When Skeetah comes back from burying the puppy, he is shirtless, his muscles black and ropy as that squirrel’s. Sweat coats him like oil. He stands for a second in the firelight, still, breathing hard. He throws his shirt into the fire.
“What are you doing?” Marquise asks around the squirrel bone he is sucking on. He slurps and almost swallows it, chokes it back up.
“It’s all contaminated,” Skeetah says. “Everything.”
He shucks his pants, throws them into the fire.
“Are you serious?” Marquise laughs.
“As a heart attack,” Skeetah says. His boxers are sagging, the elastic showing at the top. He grabs the dishwashing liquid and walks toward the black water of the pit, bends mid-step to pull his drawers off of one leg and then the other, and then throws them in the fire by looking over his shoulder. But he does not turn back around. All of him is muscle. I haven’t seen him naked since we were little and Mama put us in the tub together.
“I can’t believe you’re going to wash in that,” says Marquise, but even as he is saying it Randall is standing, and even though he didn’t touch the puppy, Randall is taking off all his own clothes, leaving them in a pile. He is taller, and his arms and legs are rubber bands. Big Henry grinds his bottle into the dirt until the earth holds it still. He kicks off his shoes first, and then peels his socks away and folds them in half before shoving them into his shoes. His feet are large and soft-looking with long black hairs curling down the top like baby’s hair.
Where my brothers go, I follow.
I walk into the water with all my clothes on. When I am all wet, I grab the soap from Skeetah and rub suds into my clothes, too. I make them white before I pull them away, one by one, until I am naked in the water, my clothes a dirty, slimy pile on the mud bank.
“Y’all niggas crazy,” Marquise says, but he takes off his clothes anyhow and follows us to the water.
“I was hot anyway,” Manny says, and he throws his white tee near where I was sitting along with his pants and strips to his underwear. He runs and dives in the water and comes up behind Randall and tackles him so that they both sink. They wrestle, giggling, looking like fish yanking against a line. Marquise is swinging from a rope that hangs from a high tree, and Big Henry is moving through the water with a slow stroke, his hands cutting in so straight they don’t make any splash. Randall and Manny keep dunking each other, laughing. I want Manny to touch me, to swim over and grab me by my arms, to pull me up against him, but I know he won’t. Randall slips away from Manny, swims over to Skeetah, who has been treading water off by himself.
“Watch out. You know they got water moccasins under that brush,” says Randall. Skeetah’s scrubbing like he could rub his skin off.

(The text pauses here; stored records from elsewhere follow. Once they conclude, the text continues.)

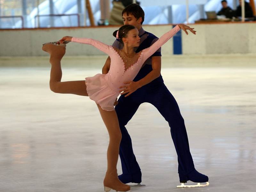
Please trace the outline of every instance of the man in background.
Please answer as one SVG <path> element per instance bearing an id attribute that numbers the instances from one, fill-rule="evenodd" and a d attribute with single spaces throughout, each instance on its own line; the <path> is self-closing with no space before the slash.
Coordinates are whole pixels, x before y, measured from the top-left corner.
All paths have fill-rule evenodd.
<path id="1" fill-rule="evenodd" d="M 234 11 L 228 6 L 228 2 L 226 0 L 221 1 L 222 9 L 217 13 L 217 15 L 225 15 L 226 18 L 232 19 L 234 16 Z"/>

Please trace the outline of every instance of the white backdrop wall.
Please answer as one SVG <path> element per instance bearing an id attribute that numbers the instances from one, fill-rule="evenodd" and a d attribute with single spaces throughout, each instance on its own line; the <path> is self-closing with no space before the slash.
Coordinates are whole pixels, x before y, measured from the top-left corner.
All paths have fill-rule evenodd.
<path id="1" fill-rule="evenodd" d="M 256 23 L 200 24 L 190 25 L 197 31 L 195 35 L 182 33 L 184 54 L 256 53 Z M 146 30 L 160 37 L 172 25 L 145 26 Z M 47 55 L 41 49 L 45 42 L 58 40 L 69 36 L 92 38 L 112 44 L 112 35 L 118 27 L 97 27 L 24 29 L 0 30 L 0 56 Z M 163 55 L 173 54 L 172 39 L 162 47 Z M 68 55 L 104 55 L 91 45 L 70 43 Z"/>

“I’m all right. They ain’t studying me.”
“I ain’t sucking the poison out you,” Randall laughs.
“I ain’t getting bit. They can smell it, you know.”
“Smell what?”
“Death.”
Randall stops his forward glide and treads. I can’t see his face in the dark.
“Shut up, Skeet.” He splashes water that catches firelight and turns red. Drops, like fireworks from the sky, hit Skeet. Under the cicadas, I imagine that I should be able to hear it sizzle. “Now you really talking crazy.”